April 25th, 2012
One of my readers has asked the question in the title by way of Google. Here is the answer.
[I know about Castleford but either they've got forced air ventilation - yuk - or the local planning authority got it badly wrong.]
They were banned in 1909 by act of parliament for being unhealthy to live in, in fact they were first banned by several Northern cities in the 19th century . . .
A bill was introduced into the Commons in 1841 containing a clause to outlaw back-to-backs. Following sustained opposition by builders (and indeed the Town Clerk of Leeds) on the grounds that rents would have to rise and would be unaffordable to many working class people, driving them into lodging houses, the entire Bill was dropped in 1842.
[the same excuse used by modern house builders in 2012 about space standards, that if they built bigger houses, the potential buyers would be unable to afford them and so the builders go on building toy town estates.
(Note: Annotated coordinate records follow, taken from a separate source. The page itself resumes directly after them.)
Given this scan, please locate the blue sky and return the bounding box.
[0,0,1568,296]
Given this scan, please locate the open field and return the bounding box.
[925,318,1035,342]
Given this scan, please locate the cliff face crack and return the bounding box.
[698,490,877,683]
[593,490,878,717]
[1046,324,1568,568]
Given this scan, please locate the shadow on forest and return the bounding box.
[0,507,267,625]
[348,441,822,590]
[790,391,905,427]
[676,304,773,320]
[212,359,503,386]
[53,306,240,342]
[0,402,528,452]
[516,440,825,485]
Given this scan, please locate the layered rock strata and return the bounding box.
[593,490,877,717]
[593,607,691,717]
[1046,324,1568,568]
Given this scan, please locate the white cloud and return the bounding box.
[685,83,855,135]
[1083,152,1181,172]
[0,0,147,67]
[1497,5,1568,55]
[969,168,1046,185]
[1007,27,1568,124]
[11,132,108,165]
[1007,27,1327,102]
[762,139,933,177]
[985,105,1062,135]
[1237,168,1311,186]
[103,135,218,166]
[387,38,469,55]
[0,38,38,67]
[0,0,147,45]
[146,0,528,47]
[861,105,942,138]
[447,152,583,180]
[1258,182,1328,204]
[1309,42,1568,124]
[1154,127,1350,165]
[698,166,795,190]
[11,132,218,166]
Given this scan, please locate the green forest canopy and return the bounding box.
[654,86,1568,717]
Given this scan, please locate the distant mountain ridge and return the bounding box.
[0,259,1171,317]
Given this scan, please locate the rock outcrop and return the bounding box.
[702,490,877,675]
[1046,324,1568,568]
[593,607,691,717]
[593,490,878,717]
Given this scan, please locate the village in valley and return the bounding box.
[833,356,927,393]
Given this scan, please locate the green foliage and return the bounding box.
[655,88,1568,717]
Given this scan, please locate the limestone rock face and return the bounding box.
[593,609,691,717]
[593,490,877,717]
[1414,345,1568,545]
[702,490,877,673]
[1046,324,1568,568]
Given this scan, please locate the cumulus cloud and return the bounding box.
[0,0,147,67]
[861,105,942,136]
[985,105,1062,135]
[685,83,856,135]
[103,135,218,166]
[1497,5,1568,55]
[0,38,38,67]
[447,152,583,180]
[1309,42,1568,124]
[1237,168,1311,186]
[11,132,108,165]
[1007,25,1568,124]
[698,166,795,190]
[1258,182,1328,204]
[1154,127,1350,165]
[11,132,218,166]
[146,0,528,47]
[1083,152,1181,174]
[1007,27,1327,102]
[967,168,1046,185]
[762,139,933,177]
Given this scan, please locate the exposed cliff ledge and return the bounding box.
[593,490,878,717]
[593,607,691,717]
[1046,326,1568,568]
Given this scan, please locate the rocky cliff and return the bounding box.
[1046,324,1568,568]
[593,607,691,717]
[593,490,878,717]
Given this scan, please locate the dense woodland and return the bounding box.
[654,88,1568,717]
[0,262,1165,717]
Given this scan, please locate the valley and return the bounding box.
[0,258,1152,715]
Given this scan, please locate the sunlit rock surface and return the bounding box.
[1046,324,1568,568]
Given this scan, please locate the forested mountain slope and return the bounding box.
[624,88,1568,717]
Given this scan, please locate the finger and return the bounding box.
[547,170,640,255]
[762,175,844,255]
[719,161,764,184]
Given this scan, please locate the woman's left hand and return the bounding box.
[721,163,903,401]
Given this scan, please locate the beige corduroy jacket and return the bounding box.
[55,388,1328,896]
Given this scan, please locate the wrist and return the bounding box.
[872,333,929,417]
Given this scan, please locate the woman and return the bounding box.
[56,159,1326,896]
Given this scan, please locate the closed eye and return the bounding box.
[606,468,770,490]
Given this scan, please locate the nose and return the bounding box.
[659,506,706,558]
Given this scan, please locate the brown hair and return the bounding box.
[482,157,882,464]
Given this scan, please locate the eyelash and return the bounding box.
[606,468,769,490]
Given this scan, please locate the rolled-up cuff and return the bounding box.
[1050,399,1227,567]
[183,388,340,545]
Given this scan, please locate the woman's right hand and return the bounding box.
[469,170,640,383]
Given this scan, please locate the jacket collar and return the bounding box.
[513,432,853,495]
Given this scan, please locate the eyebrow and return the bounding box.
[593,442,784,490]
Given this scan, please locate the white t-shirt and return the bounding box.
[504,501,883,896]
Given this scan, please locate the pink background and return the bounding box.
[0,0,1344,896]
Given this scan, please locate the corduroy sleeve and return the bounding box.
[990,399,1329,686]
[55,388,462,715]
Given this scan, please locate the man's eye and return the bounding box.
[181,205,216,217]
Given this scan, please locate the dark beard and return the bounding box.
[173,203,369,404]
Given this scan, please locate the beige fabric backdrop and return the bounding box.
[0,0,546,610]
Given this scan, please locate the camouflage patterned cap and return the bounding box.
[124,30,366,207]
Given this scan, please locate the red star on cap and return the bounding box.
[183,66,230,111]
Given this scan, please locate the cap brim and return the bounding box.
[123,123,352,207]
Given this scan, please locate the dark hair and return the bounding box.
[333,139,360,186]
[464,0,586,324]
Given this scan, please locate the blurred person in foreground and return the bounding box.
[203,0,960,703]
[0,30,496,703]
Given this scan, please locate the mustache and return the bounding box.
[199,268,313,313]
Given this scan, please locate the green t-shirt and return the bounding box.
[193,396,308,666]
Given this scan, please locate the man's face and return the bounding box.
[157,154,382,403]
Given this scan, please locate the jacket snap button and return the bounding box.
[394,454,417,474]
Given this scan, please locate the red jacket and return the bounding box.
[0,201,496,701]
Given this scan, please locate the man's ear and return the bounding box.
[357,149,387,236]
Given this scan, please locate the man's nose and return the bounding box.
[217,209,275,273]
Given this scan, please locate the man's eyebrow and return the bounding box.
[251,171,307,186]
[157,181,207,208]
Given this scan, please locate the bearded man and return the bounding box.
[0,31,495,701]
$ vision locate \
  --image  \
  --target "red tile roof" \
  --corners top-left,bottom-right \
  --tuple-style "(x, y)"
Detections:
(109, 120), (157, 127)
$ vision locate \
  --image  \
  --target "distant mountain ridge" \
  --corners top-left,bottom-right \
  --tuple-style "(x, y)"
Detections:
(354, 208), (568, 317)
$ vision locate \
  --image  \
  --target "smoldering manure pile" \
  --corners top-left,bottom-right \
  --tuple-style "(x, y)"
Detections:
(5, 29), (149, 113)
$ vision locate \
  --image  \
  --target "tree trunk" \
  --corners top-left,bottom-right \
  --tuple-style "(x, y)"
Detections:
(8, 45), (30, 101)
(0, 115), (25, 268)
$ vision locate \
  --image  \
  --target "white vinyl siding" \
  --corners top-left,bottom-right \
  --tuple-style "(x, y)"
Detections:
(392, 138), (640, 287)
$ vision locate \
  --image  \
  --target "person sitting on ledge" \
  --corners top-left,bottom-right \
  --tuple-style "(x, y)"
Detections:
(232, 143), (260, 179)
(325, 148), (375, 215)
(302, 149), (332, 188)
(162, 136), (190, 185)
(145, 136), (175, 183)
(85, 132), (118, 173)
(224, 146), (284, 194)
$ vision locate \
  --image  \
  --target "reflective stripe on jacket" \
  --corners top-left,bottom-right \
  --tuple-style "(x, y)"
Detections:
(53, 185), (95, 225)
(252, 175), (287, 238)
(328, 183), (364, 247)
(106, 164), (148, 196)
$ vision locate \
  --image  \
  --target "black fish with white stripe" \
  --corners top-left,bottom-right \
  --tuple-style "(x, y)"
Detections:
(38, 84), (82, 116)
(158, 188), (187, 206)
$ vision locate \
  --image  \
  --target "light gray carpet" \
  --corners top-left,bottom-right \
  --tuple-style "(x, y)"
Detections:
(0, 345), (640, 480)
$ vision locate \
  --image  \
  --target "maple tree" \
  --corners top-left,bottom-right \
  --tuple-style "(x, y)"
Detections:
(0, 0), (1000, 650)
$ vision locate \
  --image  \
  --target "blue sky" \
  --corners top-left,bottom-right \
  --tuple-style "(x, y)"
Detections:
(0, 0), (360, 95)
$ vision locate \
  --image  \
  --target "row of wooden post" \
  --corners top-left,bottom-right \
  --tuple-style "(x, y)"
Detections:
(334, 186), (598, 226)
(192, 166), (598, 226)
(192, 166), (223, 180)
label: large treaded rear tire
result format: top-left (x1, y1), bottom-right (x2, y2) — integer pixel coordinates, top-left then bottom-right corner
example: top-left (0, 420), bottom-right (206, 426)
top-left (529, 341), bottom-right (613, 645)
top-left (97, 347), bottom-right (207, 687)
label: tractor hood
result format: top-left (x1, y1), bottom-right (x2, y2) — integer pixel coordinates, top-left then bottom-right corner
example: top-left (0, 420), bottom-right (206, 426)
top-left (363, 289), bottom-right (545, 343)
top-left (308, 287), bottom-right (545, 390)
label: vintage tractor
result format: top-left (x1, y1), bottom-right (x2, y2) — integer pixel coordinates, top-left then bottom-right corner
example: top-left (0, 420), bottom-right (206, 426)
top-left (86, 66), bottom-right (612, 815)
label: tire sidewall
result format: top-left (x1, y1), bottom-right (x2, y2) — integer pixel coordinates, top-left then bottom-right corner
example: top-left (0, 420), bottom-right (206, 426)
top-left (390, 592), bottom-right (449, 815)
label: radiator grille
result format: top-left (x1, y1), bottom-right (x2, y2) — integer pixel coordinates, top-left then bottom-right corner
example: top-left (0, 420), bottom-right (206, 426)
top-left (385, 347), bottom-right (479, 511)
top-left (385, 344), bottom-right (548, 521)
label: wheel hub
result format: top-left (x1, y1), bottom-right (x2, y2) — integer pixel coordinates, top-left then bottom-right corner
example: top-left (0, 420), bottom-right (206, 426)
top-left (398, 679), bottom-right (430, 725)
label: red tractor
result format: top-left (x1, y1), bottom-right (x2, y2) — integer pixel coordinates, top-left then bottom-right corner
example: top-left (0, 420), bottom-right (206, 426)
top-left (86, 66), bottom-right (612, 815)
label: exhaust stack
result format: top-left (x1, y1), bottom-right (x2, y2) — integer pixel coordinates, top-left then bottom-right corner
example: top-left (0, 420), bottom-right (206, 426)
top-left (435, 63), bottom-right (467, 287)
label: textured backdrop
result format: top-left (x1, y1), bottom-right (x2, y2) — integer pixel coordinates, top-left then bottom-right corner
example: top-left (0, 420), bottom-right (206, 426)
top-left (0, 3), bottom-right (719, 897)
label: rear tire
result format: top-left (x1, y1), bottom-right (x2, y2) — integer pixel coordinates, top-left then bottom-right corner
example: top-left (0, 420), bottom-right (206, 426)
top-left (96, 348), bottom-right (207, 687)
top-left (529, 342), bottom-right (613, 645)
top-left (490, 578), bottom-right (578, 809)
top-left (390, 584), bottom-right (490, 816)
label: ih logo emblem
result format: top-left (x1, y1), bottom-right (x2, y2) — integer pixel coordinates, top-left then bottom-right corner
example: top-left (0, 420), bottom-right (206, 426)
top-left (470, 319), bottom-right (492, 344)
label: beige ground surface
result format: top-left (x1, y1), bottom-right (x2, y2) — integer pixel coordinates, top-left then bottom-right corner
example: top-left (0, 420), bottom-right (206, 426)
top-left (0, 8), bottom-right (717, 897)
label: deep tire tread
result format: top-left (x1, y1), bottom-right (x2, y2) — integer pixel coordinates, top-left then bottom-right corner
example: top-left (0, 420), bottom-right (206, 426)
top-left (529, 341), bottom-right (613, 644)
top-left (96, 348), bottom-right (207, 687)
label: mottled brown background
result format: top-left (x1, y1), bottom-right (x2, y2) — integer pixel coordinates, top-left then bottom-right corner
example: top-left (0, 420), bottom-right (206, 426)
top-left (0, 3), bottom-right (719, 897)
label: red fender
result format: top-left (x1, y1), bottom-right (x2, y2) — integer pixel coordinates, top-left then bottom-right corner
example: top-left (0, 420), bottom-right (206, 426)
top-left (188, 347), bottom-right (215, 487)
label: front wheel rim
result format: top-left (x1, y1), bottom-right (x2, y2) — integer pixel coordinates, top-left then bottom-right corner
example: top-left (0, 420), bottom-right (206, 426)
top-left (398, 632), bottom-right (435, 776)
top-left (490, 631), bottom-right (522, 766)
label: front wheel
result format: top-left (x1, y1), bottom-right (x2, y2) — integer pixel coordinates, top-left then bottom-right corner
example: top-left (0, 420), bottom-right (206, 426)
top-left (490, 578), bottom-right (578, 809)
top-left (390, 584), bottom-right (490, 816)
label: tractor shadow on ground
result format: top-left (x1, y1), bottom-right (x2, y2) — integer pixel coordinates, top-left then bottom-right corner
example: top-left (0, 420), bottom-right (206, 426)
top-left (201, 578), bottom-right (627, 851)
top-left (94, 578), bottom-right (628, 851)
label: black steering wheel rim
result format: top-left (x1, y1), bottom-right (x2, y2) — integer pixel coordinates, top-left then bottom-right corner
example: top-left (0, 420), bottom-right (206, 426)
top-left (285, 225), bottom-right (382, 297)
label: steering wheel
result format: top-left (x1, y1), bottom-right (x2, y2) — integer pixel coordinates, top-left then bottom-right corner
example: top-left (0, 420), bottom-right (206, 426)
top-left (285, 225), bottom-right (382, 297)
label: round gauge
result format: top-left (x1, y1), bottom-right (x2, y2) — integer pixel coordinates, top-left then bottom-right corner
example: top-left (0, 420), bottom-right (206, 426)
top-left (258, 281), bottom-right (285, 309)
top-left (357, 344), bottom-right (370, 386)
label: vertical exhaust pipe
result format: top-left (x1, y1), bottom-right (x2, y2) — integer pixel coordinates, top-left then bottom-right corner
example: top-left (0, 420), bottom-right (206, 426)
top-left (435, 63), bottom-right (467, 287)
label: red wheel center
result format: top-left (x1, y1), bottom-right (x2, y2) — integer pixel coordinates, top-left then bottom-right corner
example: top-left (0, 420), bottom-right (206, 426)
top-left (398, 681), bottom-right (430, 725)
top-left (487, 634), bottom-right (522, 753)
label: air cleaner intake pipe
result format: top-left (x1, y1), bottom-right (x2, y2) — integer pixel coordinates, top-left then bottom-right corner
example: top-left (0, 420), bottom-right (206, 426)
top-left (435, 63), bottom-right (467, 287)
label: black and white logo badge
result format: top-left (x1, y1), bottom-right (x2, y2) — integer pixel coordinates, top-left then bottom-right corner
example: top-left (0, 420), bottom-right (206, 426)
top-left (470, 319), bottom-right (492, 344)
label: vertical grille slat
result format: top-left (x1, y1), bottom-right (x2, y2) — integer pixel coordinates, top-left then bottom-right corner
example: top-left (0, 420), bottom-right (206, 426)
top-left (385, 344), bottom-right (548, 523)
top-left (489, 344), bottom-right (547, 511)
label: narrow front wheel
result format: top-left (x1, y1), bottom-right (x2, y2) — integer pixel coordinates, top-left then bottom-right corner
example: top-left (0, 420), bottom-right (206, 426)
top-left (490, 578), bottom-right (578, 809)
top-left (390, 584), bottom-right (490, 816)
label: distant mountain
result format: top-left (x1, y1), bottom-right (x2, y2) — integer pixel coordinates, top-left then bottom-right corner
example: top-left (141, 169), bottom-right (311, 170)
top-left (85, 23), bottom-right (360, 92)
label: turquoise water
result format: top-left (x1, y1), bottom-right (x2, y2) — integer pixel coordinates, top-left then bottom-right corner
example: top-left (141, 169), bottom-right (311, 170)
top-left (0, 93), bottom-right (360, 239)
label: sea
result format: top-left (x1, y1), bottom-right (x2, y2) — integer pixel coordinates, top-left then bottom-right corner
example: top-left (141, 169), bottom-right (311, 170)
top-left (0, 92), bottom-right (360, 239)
Hence the urgent need for regulation across both public and private sectors - Ed.]
In Manchester and Liverpool, for example, back-to-backs were banned in 1844 and 1861 respectively; no plans for back -to- backs were approved for Bradford after 1870; and in Birmingham they were banned in 1876 . . .
only Leeds went on building the wretched things in any number and did so until 1937 having obtained planning permission just prior to the implementation of the Act on May 1st 1909. Details on my B2B page linked from the title menu above.
It worries me a little that Capita are looking this up. On whose behalf are they acting?